AKTUALBORNEO.COM – Sebanyak 11 ribu lebih pemilih yang masuk DPT dari berbagai daerah di Kutai Timur (Kutim) belum melakukan perekaman KTP Elektronik. Padahal, pelaksanaan Pilkada 2020 kurang satu bulan lagi.

Plt Kepala Disdukcapil Kutim, Sulastin mengatakan, mereka merupakan warga yang telah memenuhi syarat memilih, terdapftar di DPT dan tersebar di hampir semua kecamatan se-Kutim. Terbanyak, terutama kecamatan yang berada di wilayah perbatasan dengan daerah lain dan padat penduduk yakni Kecamatan Sangatta Utara.

“Kendala selama ini karena kurangnya alat perekaman karna alat perekaman dan tenaga yang akan melakukan jemput bola,” tuturnya, Kamis (26/11/2020).

Namun, Sulastin meyakini, meski menghadapi beberapa rintangan tetap optimis bisa menyelesaikan tepat waktu.

“Kami tetap optimis bisa terkejar, apalagi nantinya kami dari kabupaten lainnya akan dibantu baik alat dan tenaga untuk mengejar perekaman ini,” katanya.

Dikatakannya, pihaknya terus melakukan upaya jemput bola agar warga Kutim segera melakukan rekam data e-KTP.

“Ada 11 ribu lebih pemilih yang sudah terdapat sebagai pemilih yang belum melakukan perekaman,” jelas Sulastin.

Menurutnya, dalam sinkronisasi penyempurnaan daftar pemilih tetap hasil perbaikan (DPTHP) tahap kedua, pihaknya menindaklanjuti dengan melibatkan kecamatan hingga pemerintahan desa dan perusahaan-perusahaan.

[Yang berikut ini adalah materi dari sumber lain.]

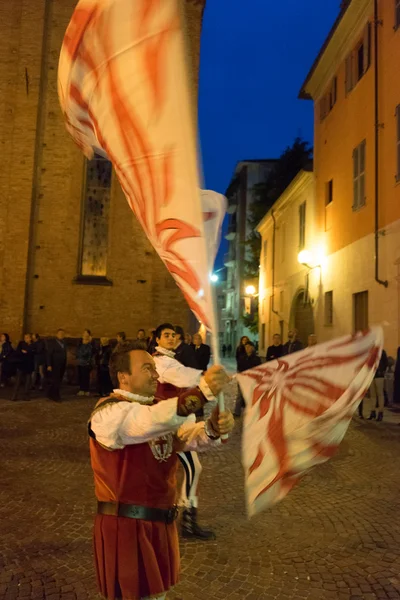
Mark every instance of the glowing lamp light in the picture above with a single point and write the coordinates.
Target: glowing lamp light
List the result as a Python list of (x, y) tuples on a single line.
[(305, 257), (250, 290)]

Desa dan kelurahan mengundang warga segera melakukan perekaman. Di sisi lain, Disdukcapil berkeliling melakukan perekaman e-KTP ke daerah-daerah baik di pedalaman maupun di perusahaan.

“Sehingga diharapkan, warga yang telah terdaftar dalam Pemilu 2019 bisa terekam semuanya,” ujarnya.

Sementara, Ketua KPU Kutim, Ulfa Jamilatul Faridah mengatakan, pihaknya terus berkoordinasi dengan Disdukcapil dalam melakukan perekaman e-KTP.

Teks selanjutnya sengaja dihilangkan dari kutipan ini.